第250章 道理は通じない

そのとき、尖った顔つきで痩せ長い記者が悪意を持って群衆の中から江川麗子の前に押し寄せ、同行のカメラマンにレンズを彼女に向けさせた。

「お嬢さん、あなたは橋本羽のファンですか?」痩せ長い記者が嫌味な口調で尋ねた。

江川麗子は自分に向けられたカメラを見て、動じることなく答えた。「はい、そうです。」

記者がマイクを向けて、「橋本羽の少女への性的暴行事件について、どう思いますか?」

江川麗子は心の中の怒りを抑えながら、冷静な口調で言った。「記者さん、質問にお答えする前に、あなたの言葉遣いが不適切だと思います。裁判所の判決もまだ出ていない段階で、性的暴行という言葉を軽々しく使うべきではありません。」

記者は冷笑して、「少女の証言は既に広く知られており、病院の検査報告書にも睡眠薬成分が検出されたことが明確に示されています。業界内の複数の関係者、さらには橋本羽の元カノまでもが、彼のロリコン趣味は業界の公然の秘密だと暴露しています。さらに橋本羽が複数の少女と同じベッドで横たわっている写真まであるんですよ。人的証拠も物的証拠も揃っているのに、まだ橋本羽は無罪だと思いますか?」

江川麗子は拳を握りしめ、「法的な観点から言えば、これらの証拠のどれ一つとして橋本羽が犯行を行ったことを証明できません。証言は少女の一方的なものだけで、睡眠薬も誰が与えたのか特定できません。いわゆる関係者の暴露も根拠のない噂に過ぎません。そして、あの写真は…」

「証拠が明らかなのに、まだ否定して言い逃れをしようとする!橋本羽ファンの民度がよく分かりましたよ!証言も写真も病院の検査結果も、すべてが明白な証拠として目の前にあるのに、まだ事実を歪曲する!やはり、どんなアイドルにはどんなファンが付くものですね!」記者は義憤に駆られて江川麗子の言葉を遮った。
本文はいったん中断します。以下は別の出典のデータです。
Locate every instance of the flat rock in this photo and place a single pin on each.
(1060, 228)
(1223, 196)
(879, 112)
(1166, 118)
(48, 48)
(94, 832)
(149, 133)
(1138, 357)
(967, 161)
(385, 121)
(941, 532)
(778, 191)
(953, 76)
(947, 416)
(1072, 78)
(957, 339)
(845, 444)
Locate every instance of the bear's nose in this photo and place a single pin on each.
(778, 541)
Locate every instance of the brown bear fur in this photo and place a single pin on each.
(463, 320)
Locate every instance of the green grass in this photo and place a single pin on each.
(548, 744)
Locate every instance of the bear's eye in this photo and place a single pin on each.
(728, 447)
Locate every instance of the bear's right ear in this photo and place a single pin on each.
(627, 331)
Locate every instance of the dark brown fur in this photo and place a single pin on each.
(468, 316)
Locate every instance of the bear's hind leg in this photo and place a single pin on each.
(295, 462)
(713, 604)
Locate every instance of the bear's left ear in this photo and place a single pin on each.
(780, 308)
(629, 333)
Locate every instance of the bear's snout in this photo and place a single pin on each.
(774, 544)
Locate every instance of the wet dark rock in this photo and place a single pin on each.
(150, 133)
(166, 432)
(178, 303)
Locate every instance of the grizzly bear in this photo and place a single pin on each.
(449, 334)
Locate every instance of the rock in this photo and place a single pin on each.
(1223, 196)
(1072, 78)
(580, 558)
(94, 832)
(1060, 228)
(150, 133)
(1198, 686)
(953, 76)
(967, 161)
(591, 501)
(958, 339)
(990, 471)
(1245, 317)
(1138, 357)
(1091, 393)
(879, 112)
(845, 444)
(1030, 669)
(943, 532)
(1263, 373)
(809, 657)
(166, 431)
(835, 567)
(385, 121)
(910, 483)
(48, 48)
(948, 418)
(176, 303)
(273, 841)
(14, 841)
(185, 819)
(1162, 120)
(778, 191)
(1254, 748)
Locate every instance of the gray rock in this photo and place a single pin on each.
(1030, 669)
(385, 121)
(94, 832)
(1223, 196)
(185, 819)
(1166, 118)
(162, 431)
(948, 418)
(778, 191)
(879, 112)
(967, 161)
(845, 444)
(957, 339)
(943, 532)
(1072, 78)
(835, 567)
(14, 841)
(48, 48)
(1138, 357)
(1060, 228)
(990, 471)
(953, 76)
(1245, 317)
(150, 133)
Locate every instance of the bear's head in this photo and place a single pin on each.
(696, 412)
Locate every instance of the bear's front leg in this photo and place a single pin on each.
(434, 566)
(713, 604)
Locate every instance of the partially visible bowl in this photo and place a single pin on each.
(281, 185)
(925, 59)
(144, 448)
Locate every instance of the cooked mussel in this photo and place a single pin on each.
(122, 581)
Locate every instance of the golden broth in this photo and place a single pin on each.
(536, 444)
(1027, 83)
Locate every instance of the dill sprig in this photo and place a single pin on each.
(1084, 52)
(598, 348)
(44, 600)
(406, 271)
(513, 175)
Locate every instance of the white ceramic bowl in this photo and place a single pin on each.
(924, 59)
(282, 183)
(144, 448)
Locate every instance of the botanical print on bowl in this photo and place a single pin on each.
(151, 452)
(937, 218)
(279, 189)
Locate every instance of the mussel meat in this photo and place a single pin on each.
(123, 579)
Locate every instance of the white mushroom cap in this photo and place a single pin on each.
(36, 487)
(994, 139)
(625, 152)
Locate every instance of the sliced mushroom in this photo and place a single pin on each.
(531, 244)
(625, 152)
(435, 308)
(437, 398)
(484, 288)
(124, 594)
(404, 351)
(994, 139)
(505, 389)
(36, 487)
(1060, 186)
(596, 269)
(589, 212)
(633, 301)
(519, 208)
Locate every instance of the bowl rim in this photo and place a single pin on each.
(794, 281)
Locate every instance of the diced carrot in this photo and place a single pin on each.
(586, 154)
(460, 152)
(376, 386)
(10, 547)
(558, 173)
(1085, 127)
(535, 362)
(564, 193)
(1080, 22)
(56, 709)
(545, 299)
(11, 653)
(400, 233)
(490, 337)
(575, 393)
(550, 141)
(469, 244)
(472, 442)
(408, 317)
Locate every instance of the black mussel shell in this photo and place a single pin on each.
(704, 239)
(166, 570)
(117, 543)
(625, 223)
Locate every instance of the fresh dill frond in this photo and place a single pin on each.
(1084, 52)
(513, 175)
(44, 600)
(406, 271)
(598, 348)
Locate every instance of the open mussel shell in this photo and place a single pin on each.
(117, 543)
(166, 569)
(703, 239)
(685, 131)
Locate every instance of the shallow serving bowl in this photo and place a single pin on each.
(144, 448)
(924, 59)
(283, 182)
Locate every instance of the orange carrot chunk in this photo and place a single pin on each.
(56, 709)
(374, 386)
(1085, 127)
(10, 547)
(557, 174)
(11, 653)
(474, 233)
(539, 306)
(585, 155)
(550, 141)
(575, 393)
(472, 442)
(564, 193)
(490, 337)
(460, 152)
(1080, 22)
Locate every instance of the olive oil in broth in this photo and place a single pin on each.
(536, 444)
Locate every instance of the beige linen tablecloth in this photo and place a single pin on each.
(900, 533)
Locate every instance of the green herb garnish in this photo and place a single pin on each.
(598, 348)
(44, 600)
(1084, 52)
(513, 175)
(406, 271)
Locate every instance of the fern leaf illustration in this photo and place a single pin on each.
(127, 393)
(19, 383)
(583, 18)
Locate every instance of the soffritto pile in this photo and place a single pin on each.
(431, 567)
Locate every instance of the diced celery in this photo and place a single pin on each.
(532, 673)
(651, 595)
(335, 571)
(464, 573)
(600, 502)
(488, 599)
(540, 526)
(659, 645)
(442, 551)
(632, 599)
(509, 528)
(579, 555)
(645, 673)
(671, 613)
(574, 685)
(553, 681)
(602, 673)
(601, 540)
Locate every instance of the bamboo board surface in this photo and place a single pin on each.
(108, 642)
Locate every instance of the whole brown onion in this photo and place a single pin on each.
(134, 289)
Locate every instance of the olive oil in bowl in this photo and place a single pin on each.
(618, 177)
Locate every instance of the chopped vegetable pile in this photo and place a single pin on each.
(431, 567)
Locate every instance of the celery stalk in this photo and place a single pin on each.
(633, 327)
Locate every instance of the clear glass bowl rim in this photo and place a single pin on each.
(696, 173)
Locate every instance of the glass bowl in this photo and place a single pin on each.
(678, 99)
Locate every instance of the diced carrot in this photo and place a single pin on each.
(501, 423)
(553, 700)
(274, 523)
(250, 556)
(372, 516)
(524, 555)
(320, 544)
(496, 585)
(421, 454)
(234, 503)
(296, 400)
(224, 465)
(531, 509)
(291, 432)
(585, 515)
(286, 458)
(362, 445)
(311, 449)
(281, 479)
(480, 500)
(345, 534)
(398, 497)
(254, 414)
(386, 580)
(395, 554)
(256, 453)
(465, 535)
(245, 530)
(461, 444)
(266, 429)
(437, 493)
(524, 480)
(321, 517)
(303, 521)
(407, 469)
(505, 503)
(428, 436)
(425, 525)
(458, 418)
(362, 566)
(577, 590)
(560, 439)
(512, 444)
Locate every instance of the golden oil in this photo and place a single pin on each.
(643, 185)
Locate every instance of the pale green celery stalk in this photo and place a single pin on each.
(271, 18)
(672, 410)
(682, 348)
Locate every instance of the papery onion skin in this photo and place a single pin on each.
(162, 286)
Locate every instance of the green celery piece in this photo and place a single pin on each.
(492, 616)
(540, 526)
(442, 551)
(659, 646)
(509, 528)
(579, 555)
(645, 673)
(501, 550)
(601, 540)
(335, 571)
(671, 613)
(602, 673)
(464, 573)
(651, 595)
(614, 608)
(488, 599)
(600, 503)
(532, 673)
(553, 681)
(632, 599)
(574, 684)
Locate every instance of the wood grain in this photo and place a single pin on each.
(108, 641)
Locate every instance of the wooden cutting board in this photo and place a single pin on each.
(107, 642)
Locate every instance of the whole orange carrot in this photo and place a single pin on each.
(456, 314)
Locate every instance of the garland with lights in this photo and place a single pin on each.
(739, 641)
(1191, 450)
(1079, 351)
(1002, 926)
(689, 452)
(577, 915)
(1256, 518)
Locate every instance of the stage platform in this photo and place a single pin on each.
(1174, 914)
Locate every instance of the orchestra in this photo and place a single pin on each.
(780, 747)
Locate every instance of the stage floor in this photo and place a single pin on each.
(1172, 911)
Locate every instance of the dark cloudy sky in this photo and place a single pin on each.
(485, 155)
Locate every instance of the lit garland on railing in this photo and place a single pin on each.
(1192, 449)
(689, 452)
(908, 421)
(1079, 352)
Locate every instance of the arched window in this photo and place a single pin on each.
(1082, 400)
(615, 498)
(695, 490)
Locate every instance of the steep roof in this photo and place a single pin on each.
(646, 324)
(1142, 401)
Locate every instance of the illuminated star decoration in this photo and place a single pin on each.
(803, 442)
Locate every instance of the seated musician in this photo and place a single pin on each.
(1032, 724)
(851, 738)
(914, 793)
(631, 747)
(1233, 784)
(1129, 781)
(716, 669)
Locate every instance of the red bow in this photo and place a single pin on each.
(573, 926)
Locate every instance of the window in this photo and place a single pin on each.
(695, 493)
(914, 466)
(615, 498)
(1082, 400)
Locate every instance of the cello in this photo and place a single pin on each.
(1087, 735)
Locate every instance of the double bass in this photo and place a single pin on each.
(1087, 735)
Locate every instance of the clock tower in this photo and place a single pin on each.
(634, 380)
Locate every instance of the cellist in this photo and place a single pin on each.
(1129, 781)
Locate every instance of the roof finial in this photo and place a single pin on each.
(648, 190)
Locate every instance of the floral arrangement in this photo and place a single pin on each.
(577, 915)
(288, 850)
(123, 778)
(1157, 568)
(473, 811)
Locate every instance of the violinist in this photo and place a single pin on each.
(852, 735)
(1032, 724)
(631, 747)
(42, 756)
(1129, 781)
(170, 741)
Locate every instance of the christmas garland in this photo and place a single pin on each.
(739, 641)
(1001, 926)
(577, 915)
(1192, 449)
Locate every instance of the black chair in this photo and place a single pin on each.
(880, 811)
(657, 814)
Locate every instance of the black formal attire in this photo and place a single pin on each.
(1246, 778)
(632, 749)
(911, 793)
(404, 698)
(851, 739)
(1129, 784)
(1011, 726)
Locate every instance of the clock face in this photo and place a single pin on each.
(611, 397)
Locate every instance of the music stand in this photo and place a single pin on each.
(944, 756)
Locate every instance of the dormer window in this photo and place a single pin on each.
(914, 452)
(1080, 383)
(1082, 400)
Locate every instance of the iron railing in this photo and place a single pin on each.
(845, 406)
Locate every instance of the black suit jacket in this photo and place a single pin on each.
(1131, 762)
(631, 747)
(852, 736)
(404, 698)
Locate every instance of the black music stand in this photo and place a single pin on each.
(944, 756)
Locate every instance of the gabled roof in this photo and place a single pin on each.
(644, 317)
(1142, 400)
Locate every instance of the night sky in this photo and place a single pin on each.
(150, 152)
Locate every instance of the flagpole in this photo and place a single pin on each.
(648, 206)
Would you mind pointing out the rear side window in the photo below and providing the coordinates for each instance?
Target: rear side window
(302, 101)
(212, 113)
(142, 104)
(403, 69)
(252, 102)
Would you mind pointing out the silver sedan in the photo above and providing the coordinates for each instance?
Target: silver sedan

江川麗子もその言葉に怒りを覚え、「どんなアイドルにはどんなファンが付くとはどういう意味ですか。橋本羽はデビュー以来、慈善活動に熱心で、ファンにも正しい価値観を伝えてきました。彼は…」

「しかし事実は、それらすべてが彼の汚らわしい変態的な性癖を隠すための見せかけに過ぎなかったんです!」記者は再び彼女の言葉を遮った。